Paralisação no Rio é fraca e bombeiros já negociam

No blog SOS Bombeiros, coordenado por grevistas, um texto criticava as "retaliações por parte do comando" publicadas no boletim

Clarissa Thomé e Sabrina Valle, de O Estado de S. Paulo,

11 Fevereiro 2012 | 15h08

A segunda madrugada da greve decretada por bombeiros e policiais civis e militares não registrou ocorrências graves nem afetou o patrulhamento em regiões da cidade, como a zona sul e o Centro do Rio de Janeiro. Os pontos fixos da Operação Lei Seca funcionaram normalmente, com apoio da PM. Em Copacabana, Ipanema e Leblon PMs foram vistos em suas cabines durante a madrugada, viaturas circulavam pela cidade ou ficaram paradas em pontos estratégicos.

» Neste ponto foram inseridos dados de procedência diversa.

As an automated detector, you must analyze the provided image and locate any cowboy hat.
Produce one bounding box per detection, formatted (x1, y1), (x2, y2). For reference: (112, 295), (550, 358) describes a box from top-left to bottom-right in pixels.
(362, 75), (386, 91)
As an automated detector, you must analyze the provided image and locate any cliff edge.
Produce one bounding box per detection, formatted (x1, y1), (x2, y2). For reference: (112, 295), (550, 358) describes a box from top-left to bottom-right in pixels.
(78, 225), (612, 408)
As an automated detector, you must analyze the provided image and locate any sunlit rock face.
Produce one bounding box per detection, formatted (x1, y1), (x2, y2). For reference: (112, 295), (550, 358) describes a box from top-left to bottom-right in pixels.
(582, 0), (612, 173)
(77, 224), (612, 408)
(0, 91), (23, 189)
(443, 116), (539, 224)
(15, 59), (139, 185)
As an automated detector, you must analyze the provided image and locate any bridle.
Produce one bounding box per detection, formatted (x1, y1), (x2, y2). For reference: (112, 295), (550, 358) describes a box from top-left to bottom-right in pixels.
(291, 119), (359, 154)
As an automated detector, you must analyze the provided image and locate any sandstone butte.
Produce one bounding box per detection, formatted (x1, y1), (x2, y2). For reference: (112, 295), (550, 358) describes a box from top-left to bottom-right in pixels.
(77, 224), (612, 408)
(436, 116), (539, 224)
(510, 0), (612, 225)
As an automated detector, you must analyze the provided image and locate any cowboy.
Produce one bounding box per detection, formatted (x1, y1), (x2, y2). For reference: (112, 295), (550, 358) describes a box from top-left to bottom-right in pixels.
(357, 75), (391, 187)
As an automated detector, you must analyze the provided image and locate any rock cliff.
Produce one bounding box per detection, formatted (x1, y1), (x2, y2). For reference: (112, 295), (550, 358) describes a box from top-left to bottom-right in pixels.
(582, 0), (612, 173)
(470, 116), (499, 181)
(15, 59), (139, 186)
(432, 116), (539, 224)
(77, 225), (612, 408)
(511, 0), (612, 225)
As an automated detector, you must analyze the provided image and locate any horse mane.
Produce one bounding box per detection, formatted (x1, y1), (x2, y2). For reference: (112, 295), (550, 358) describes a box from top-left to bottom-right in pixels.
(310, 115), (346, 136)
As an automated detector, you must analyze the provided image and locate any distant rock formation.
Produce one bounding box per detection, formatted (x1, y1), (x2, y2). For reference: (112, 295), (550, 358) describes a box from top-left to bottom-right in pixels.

Dezesseis policiais e um bombeiro, apontados como líderes do movimento, continuam presos em Bangu1. Dez deles foram detidos por força de mandado judicial e sete em flagrante.

De acordo com o chefe do Estado Maior Administrativo da Polícia Militar, Robson Rodrigues, os 129 policiais presos administrativamente foram liberados para responder ao processo em liberdade. "Eles estão indiciados, vão responder ao processo sumário e alguns, muito provavelmente, serão excluídos da corporação. Não podemos deixar a população refém desse tipo de policial que fomenta o medo", afirmou.

Os 123 bombeiros que tiveram a prisão administrativa decretada nesse sábado se reuniram no 3.º Grupamento Marítimo (Copacabana, zona sul) para negociar a suspensão da punição. Alguns guarda-vidas não se apresentaram para trabalhar hoje na orla, mas foram substituídos pelo comando da corporação. A categoria marcou uma manifestação para amanhã para pedir a libertação dos 17 presos em Bangu 1.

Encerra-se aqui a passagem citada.